The clip extraction unit 120 classifies and extracts
clips from the received video. The clip extraction unit 120 classifies the received video in each frame unit. The clip extraction unit 120 determines whether a change having a preset reference value or more has occurred in a pixel value or HSV (color, saturation, brightness) within each of the frames. The clip extraction unit 120 may determine the pixel value or HSV of all of the frames, and may classify all of the frames into a plurality of intervals for a more fine and accurate determination and determine the pixel value or HSV for each interval. If there is a difference having a preset reference value or more between the pixel values or HSVs in all of front and back frames or for each interval, the clip extraction unit 120 determines that a clip between front and back frames analyzed has been changed. The clip extraction unit 120 classifies, as one clip, frames from a next frame (or the first frame) of the last frame within a previous clip to the last frame a clip of which has been determined to be changed at current timing. The clip extraction unit 120 classifies and extracts clips under the condition. The clip extraction unit 120 classifies and extracts a received video as one or more clips as described above. The clips extracted by the clip extraction unit 120 are illustrated in FIG. 2.
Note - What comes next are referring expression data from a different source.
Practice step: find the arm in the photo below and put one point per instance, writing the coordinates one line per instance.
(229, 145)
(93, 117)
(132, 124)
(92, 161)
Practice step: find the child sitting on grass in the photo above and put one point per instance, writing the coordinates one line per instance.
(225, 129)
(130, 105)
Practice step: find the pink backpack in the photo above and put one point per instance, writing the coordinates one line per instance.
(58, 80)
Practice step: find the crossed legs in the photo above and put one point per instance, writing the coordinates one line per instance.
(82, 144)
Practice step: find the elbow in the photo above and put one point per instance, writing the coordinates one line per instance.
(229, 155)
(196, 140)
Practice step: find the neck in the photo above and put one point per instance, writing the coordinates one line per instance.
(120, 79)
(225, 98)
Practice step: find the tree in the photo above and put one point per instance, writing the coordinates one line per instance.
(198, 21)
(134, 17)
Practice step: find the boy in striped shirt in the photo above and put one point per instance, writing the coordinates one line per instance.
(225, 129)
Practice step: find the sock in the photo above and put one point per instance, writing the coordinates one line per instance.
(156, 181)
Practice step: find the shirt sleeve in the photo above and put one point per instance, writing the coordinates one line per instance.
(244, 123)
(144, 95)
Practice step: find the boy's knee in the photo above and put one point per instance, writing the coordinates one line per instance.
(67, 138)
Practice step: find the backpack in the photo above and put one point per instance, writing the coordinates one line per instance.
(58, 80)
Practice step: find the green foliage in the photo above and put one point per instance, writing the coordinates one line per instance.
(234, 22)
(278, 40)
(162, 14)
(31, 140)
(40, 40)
FIG. 2 is a diagram illustrating an example of clips extracted by the clip extraction unit according to an embodiment of the present disclosure.
Referring to FIG. 2, the clip extraction unit 120 classifies, as a clip, timing before and after timing at which a change having a preset reference value or more has occurred in the pixel value or HSV of a frame within a video. Accordingly, the clip extraction unit 120 extracts at least one clip from the video.
Referring back to FIG. 1, the clip extraction unit 120 extracts a script from each of the extracted clips. The clip extraction unit 120 converts the extracted clips (e.g., a file having the mp4 format) into an audio file (e.g., a file having the mp3 format), and extracts text (i.e., a script) from the audio file. The clip extraction unit 120 may use a Whisper artificial intelligence model to extract the text from the clips.
The image extraction unit 130 extracts a preset number of representative images from each of the clips extracted by the clip extraction unit 120. In this case, the preset number may be 1, may be 10 or less, or may be 50% or less of the number of frames included in an extracted clip. The representative image may be extracted for each preset interval. For example, the image extraction unit 130 may extract the representative image one by one every second in extracting the representative image for each preset interval. If any one of the extracted clips is a total of 3 seconds, the image extraction unit 130 may extract a total of three representative images as the representative images of a corresponding clip by one representative image every second. The image extraction unit 130 may extract an image in an arbitrary interval, and may extract an image in a specific interval, for example, the first frame, an intermediate frame, or the last frame. The image extraction unit 130 extracts a preset number of representative images from each clip.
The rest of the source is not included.